My purpose is to tell you about the use of the voice for effective communication.
The voice is an extraordinary instrument to communicate with everyone.
When we are born, we have at our disposal 88 keys but no one teaches us how to use our "piano". We must therefore study to better use our voice. The voice is not only the sound; you have to work the whole body.
We are ultimately animals and we must learn to make differences in order to communicate feelings. Words and sounds are different things but sounds also express concepts.
From my point of view, the sounds come before the words: "as I must say, I can say".

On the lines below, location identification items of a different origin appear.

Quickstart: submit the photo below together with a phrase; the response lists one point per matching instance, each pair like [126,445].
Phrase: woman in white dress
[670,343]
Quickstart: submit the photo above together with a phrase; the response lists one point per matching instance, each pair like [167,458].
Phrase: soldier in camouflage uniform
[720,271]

When we have to give a lecture or in any interview, we always think first "what should I say, but never how should I say". The voice is most often for us a current of air which comes from the lungs and passes through the vocal cords" to become the voice.

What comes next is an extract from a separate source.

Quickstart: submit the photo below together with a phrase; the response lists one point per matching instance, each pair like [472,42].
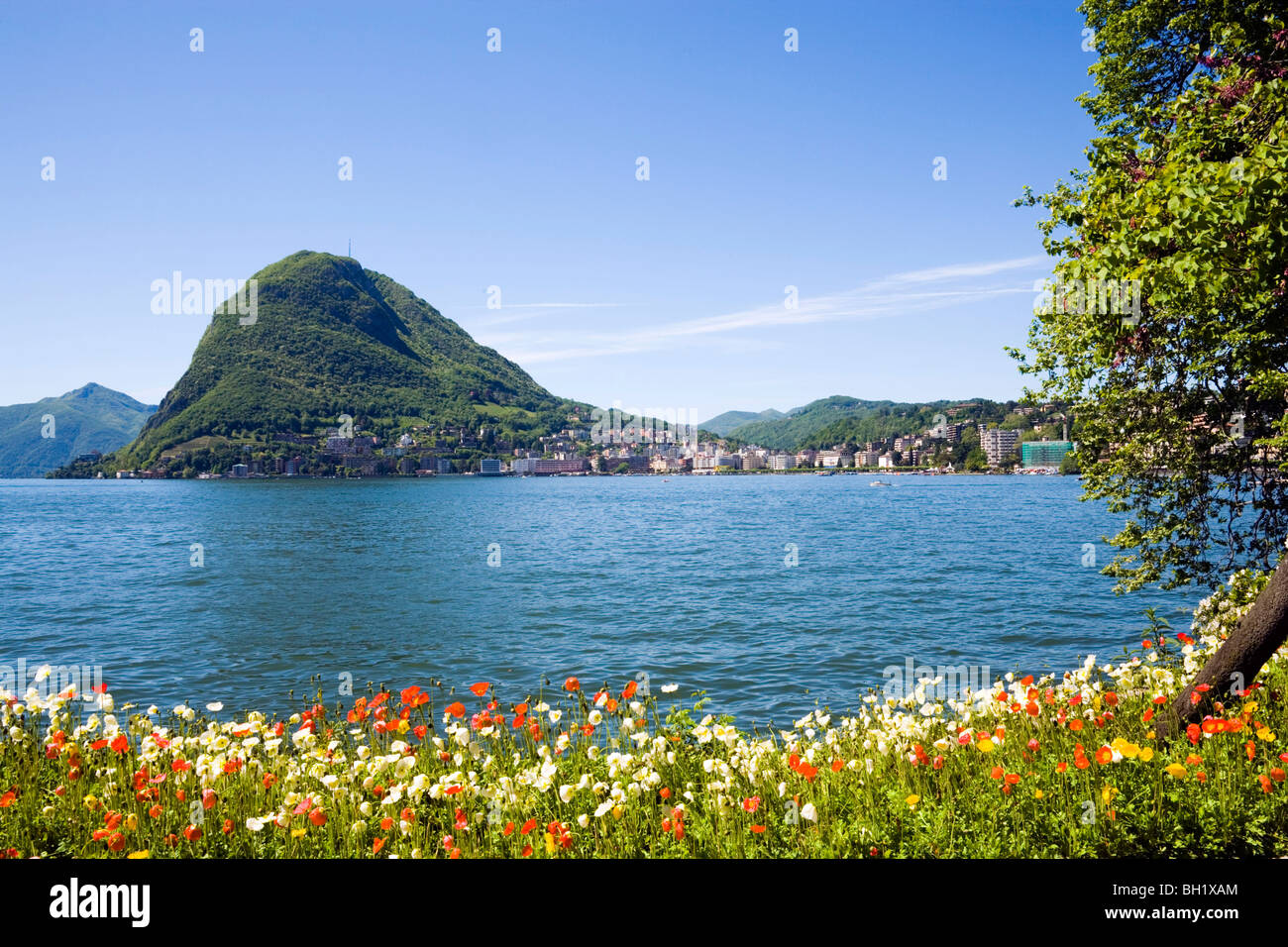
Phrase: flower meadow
[1034,767]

The voice has four characteristics:
- its duration (slow or fast),
- its intensity (this is the volume),
- its pitch (octaves),
- its timbre (difference between the voices of each)
I can work on these 4 characteristics.
Generally knowing the what (what I'm going to say), I have to focus on the like (how I'm going to say it).
For example, I can say "I love you" because I know what love is, but the way I say it makes the difference.
If I work on like, I can achieve effective communication .
Other parameters are also important:
- The tonic accent to highlight a word, the word communication for example in the presentation that I am making
- The pause: we must speak slowly to be better understood
- The change of color: if we speak for ten minutes in a monotonous tone, that is to say with the voice of the same color, the audience quickly falls asleep
- The cadence: we do not speak with the same cadence all the time
Everyone can do more to make better use of their voice while working every day. This can be done in the theater but also with a teacher. The exercises must be daily; they last a week, two weeks, a month......because it is difficult to get results. I advise taking a book, reading slowly, taking breaks, using tonic accents and working and reworking each morning in this direction. This is the guarantee of substantial progress.